Na segunda vez, as reações mudaram. O que antes era tolerância se transformou em irritação: várias reclamações foram ouvidas
Na tarde ensolarada, dentro do ônibus urbano, condenado a vestir roupa social, Antônio afrouxou a gravata – sonhando com a possibilidade de usar camiseta, bermuda e chinelos no final de semana. Embora o ambiente fosse opressivo (dentro do ônibus, ele sempre se sentia mais apertado do que sardinha em lata), aproveitou a oportunidade para filosofar um pouco: fez, para si mesmo, um breve balanço dos malabarismos necessários para superar os problemas que acompanham a condição humana.
Essa, digamos, divagação foi interrompida por um alvoroço, lá no fundo da “circular”.
Um rapaz, aproximadamente uns 20 anos, sem qualquer motivo aparente, estava cantando. A voz era desafinada, alternando momentos de calma e de agitação. Os versos da música eram ininteligíveis. Talvez fosse uma espécie de inglês macarrônico, talvez fossem palavras derivadas de uma linguagem particular, inventada pela necessidade de se expressar.
Ao ver a cena, Antônio fez um exercício de imaginação. Com os olhos voltados para o cantor, Antônio percebeu que um fio colorido escorria do ouvido do rapaz.
A primeira vez que a voz do cantor assombrou os passageiros, quase todos foram tomados por um sentimento de benevolência – a forma com que as pessoas “normais” desculpam os distraídos (evidentemente “aquilo” só podia estar acontecendo por distração).
Na segunda vez, as reações mudaram. O que antes era tolerância se transformou em irritação: várias reclamações foram ouvidas.
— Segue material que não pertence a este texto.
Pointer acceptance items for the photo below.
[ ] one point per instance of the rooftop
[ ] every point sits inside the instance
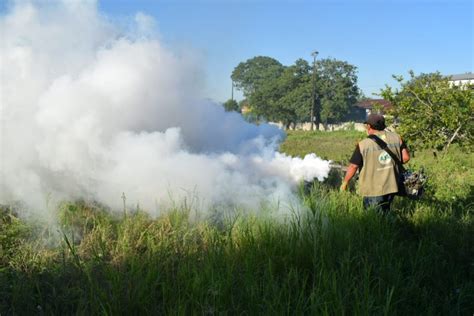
(465, 76)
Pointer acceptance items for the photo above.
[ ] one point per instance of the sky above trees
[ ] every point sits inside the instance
(381, 38)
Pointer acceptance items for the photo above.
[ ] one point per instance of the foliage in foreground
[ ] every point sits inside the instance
(433, 112)
(332, 258)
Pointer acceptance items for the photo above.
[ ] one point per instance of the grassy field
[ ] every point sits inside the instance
(332, 257)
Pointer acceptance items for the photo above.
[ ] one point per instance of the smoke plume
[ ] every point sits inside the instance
(91, 108)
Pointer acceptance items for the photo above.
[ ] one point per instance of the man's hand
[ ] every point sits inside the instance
(343, 186)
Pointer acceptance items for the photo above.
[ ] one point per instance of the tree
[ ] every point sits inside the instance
(336, 89)
(433, 113)
(284, 93)
(231, 105)
(254, 73)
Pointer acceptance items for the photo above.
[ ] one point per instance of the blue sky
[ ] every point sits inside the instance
(381, 38)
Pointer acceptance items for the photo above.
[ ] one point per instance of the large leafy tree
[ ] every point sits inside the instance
(285, 93)
(432, 112)
(336, 89)
(254, 73)
(231, 105)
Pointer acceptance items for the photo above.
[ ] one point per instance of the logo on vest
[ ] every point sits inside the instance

O cobrador também se somou aos descontentes e fez um comentário, em voz alta, sobre as pessoas que não possuem “desconfiometro”.
O rapaz continuou a cantoria, como se quisesse causar confusão, como se ambicionasse ampliar o desconforto. Parecia estar em outra frequência, em outro mundo – os óculos escuros que usava era um isolante contra o ódio (câncer que estava corroendo as entranhas dos demais passageiros).
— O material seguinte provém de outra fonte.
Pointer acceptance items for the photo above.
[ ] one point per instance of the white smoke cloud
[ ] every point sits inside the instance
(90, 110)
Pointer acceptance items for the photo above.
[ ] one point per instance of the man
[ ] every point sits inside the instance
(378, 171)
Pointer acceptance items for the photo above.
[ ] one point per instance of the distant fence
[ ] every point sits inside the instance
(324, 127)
Uma moça chegou a diagnosticar:
— Esse cara deve estar com muitos problemas. Uma pessoa, quando faz esse tipo de coisa, só pode estar muito carente, na beira do desespero.
Uns dez minutos, quando o ônibus chegou ao terminal, o rapaz desembarcou e sumiu no meio da multidão. Antônio, por algum motivo que até hoje ainda não conseguiu entender, passou o resto do dia ouvindo blues.